Referring specifically to the misuse of Article 356, which is to be applied in the 'rarest of rare cases', Mr. Badhwar, in his letter, says that the article by itself has no loopholes, and yet since India gained independence from Britain in 1947, it has been invoked 126 times to dismiss state governments.
While he agrees that that Article 356 may be invoked in emergency situations where there is a total breakdown of law and order, as a constitutional necessity, he is opposed to it being used as a political weapon.
"Alas, the party crying foul! the loudest-Congress-has historically been the worst violator starting with the Nehru government which dismissed the first democratically elected state Communist regime of EMS Namboodiripad in Kerala in 1959," he says.
As blogger Nived Narayan summed it up on Quora: "It set a precedent. And that was the real problem. The Congress government dismissed state governments at will whenever they were formed by parties which it had problems with. Such belligerent show of strength by the Central government, and that too from Nehru himself, set a bad precedent which later set an example for the likes of Indira and Janata government of Morarji to trample upon the federal structure."
"Trample upon the federal structure" is the operative phrase. It is playing with fire. It is tantamount to unravelling the delicately and sensitively woven warp and woof of India which came into being as a nation of citizens in 1947-1948 after more than 562 independent principalities joined the Indian Union (formerly British India).
Mr. Badhwar says that both the Sarkaria Commission and the Justice Venkatachaliah Commission have done yeoman service in recommending and highlighting key features of the Constitution of India that could be used to reiterate the very idea of Indian nationhood.

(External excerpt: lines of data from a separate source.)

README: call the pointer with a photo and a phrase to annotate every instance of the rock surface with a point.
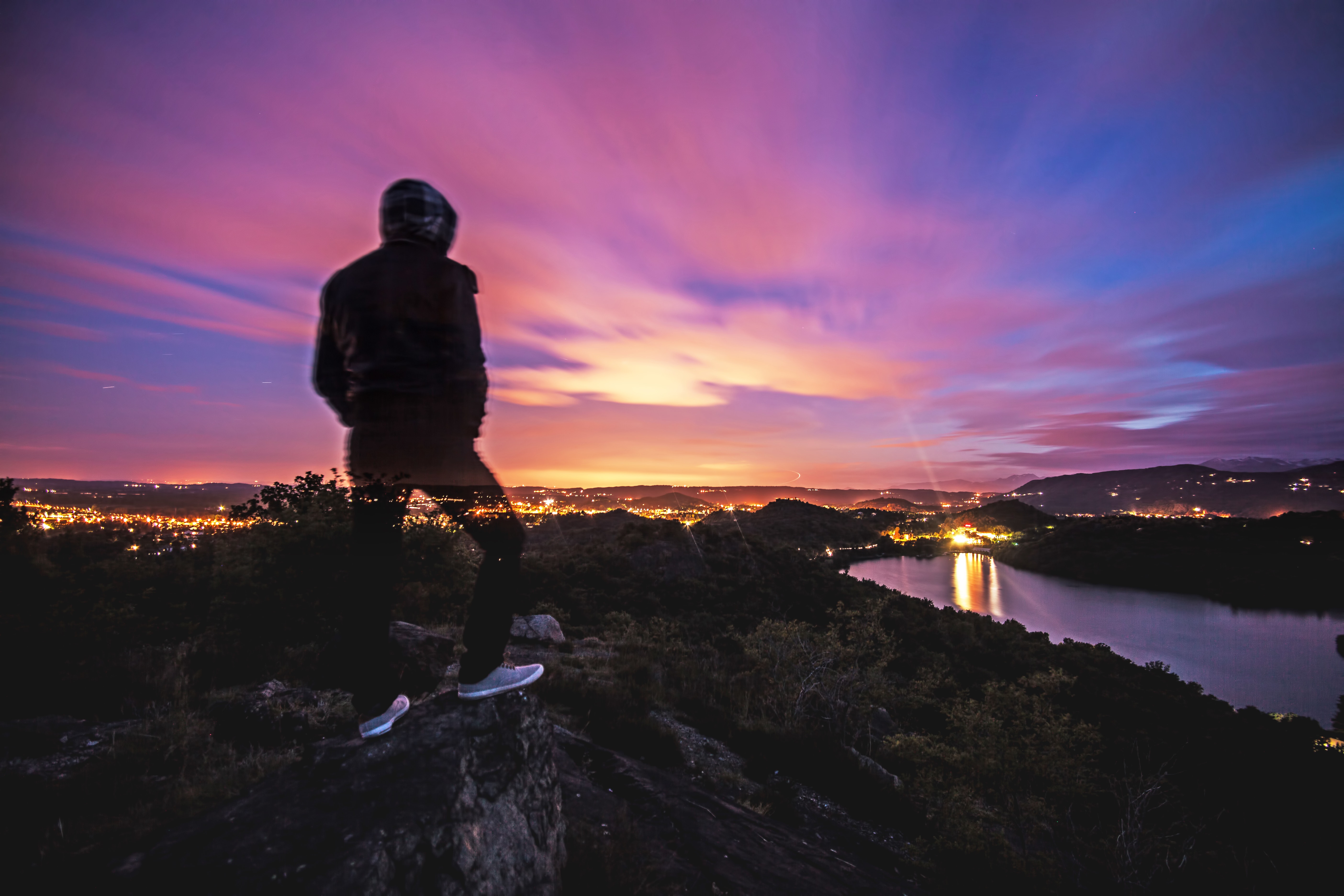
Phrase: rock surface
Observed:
(459, 799)
(275, 714)
(421, 655)
(541, 629)
(663, 833)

Both commissions, he says, have said that "Federalism" needs to be strengthened, even at the cost of more decentralization and greater regional autonomy, to prevent the disintegration of the nation through violence and anarchy.
The 1,600-page Sarkaria report with 247 recommendations spread over 19 chapters, describes "Federalism is more a functional arrangement for cooperative action, than a static institutional concept."

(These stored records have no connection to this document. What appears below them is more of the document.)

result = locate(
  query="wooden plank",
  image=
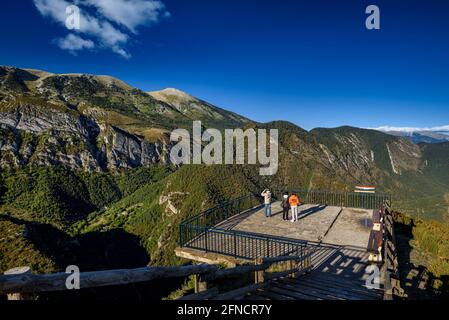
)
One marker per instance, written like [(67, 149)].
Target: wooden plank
[(306, 290), (57, 281), (339, 283), (241, 291), (347, 292), (281, 289), (208, 294)]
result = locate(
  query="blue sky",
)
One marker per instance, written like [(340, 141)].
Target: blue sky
[(310, 62)]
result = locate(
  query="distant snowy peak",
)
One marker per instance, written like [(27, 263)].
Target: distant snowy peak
[(418, 135)]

Mr. Badhwar says that the Sarkaria Commission has said that Article 356 should be used "very sparingly, in extreme cases, as a measure of last resort, when all other alternatives fail to prevent or rectify a breakdown of constitutional machinery in the state".
The Justice Venkatachaliah Commission, in a follow-up exercise, reiterated that only the spirit of "co-operative federalism" can preserve the balance between the Union and the states and promote the good of the people and not an attitude of dominance or superiority.
Both the commissions, Mr. Badhwar says in his letter, remind the government that Article 356 is only to be used as an emergency provision, and added that these brilliant documents promote the idea of liberal governance and democratic values, which of late, have been gathering dust.